(JollofNews) – President Yahya Jammeh of the Gambia has renewed his promise to transform the small West Africa country into an economic superpower by the year 2025.
Addressing school children on the occasion of the country’s 50th independence anniversary, Mr Jammeh said since he took over the reign of power in July 1994, his government has taken a strategic, visionary and proactive approach to develop the country.
He said his regime will continue to pursue development-oriented policies and programmes which would make the Gambia surpass world economic giants like the United States and the United Arab Emirates.

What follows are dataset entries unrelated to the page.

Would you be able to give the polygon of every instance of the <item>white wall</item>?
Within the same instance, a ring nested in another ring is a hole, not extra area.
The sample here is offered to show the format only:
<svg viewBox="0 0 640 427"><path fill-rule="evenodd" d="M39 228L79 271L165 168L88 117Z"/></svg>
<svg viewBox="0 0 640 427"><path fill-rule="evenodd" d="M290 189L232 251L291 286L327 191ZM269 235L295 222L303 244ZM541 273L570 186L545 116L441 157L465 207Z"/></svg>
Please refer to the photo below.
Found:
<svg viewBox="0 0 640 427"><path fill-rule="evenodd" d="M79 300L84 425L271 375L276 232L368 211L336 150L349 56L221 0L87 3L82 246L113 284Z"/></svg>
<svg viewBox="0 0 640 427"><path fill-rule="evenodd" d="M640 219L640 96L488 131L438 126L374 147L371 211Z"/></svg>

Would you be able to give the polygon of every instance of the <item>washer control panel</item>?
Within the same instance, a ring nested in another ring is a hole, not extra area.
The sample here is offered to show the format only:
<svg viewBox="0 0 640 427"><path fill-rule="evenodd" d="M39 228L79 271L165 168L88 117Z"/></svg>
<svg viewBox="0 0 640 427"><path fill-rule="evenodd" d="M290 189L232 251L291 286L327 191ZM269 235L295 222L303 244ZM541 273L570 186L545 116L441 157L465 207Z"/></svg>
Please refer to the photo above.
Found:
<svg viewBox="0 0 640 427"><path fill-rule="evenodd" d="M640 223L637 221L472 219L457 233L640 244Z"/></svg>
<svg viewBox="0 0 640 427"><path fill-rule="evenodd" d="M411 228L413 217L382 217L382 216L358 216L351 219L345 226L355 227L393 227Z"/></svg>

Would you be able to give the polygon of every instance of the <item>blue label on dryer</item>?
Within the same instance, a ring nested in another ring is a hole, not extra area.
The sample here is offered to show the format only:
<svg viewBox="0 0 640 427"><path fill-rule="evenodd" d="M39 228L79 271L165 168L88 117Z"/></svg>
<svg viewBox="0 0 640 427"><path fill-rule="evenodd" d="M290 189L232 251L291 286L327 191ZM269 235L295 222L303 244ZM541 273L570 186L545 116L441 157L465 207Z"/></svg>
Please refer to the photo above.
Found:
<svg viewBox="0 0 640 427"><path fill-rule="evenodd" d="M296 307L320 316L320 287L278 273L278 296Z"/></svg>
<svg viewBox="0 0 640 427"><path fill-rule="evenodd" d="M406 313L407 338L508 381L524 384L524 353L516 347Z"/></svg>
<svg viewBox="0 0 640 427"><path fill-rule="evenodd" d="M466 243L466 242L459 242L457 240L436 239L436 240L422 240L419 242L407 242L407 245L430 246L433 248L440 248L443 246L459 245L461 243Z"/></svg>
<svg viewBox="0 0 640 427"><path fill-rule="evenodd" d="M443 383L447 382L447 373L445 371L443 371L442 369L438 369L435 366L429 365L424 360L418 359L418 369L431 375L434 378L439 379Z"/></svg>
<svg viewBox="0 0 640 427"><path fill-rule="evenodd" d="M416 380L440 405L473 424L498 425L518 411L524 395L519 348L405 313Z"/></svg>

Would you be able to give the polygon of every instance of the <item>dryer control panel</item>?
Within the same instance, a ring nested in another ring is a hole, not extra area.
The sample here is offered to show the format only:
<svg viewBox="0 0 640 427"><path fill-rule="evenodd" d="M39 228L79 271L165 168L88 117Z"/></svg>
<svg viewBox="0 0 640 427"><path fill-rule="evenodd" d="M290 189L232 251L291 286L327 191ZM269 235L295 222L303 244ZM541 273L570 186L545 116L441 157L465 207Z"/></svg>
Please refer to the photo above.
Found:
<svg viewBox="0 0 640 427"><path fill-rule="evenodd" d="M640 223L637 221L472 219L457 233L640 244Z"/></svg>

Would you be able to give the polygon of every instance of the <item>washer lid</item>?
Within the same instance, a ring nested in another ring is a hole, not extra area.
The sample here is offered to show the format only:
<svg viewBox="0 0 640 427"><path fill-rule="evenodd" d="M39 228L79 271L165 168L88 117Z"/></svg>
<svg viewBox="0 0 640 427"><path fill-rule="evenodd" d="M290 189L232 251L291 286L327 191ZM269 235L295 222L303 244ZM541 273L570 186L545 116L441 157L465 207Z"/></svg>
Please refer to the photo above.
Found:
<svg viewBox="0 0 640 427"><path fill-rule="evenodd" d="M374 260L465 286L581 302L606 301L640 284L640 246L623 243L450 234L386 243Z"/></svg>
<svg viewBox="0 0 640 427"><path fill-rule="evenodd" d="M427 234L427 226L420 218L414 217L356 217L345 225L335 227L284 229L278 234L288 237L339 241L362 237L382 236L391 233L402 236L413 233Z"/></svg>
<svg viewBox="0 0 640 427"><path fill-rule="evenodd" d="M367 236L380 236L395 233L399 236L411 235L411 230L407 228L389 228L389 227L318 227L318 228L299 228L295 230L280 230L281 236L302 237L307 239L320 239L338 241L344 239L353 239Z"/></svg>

“The various projects that have been inaugurated as highlights of the 22nd July revolution, in almost all sectors, are clear indications that we have continuously been able to plan and implement strategic projects to increase the country’s national socio-economic development in both quantitative and qualitative terms,” Mr Jammeh added.
He added that over the coming years, his government will build more universities, in addition to the University of the Gambia, to include specialised institutions in medicine, agriculture, science, technology and engineering and others.
“We will also build many more general hospitals to ensure that no citizen travels beyond 22 minutes to receive the highest tertiary quality health care,” he said.
Mr Jammeh added: “We will ensure the highest quality in the provision and delivery of public services. By 2025 god willing, no Gambian patient will travel beyond five kilometres to get to a tertiary health centre. We will also build more world class colleges and other vocational training centres. I will also make sure that by 2020 all education in this country, including university, will be free for all Gambians and non-Gambians. These are some of the characteristics of economic superpower status that we envisage to build on from the level of achievement we have so far registered. ”
The Gambia is currently one of the poorest country in Africa and despite the numerous pledges and promises of Mr Jammeh and his the APRC government to transform the country into a developed and export oriented country, more than a third of Gambians live on less than US$1.25 a day while malnutrition of children under the age of five is at a 10-year high of 25 per cent – 10 per cent higher than the emergency threshold of 15 per cent set by the World Health Organisation.
Last October, a UN report said a record 200,000 Gambians are in urgent need of food assistance due to pestilence, cyclical droughts and floods, and the West Africa Ebola crisis.
It said the situation is so dire that 1.8 million Gambians are struggling to have three square meals a day and many have had to sell cattle and take children out of school to buy food.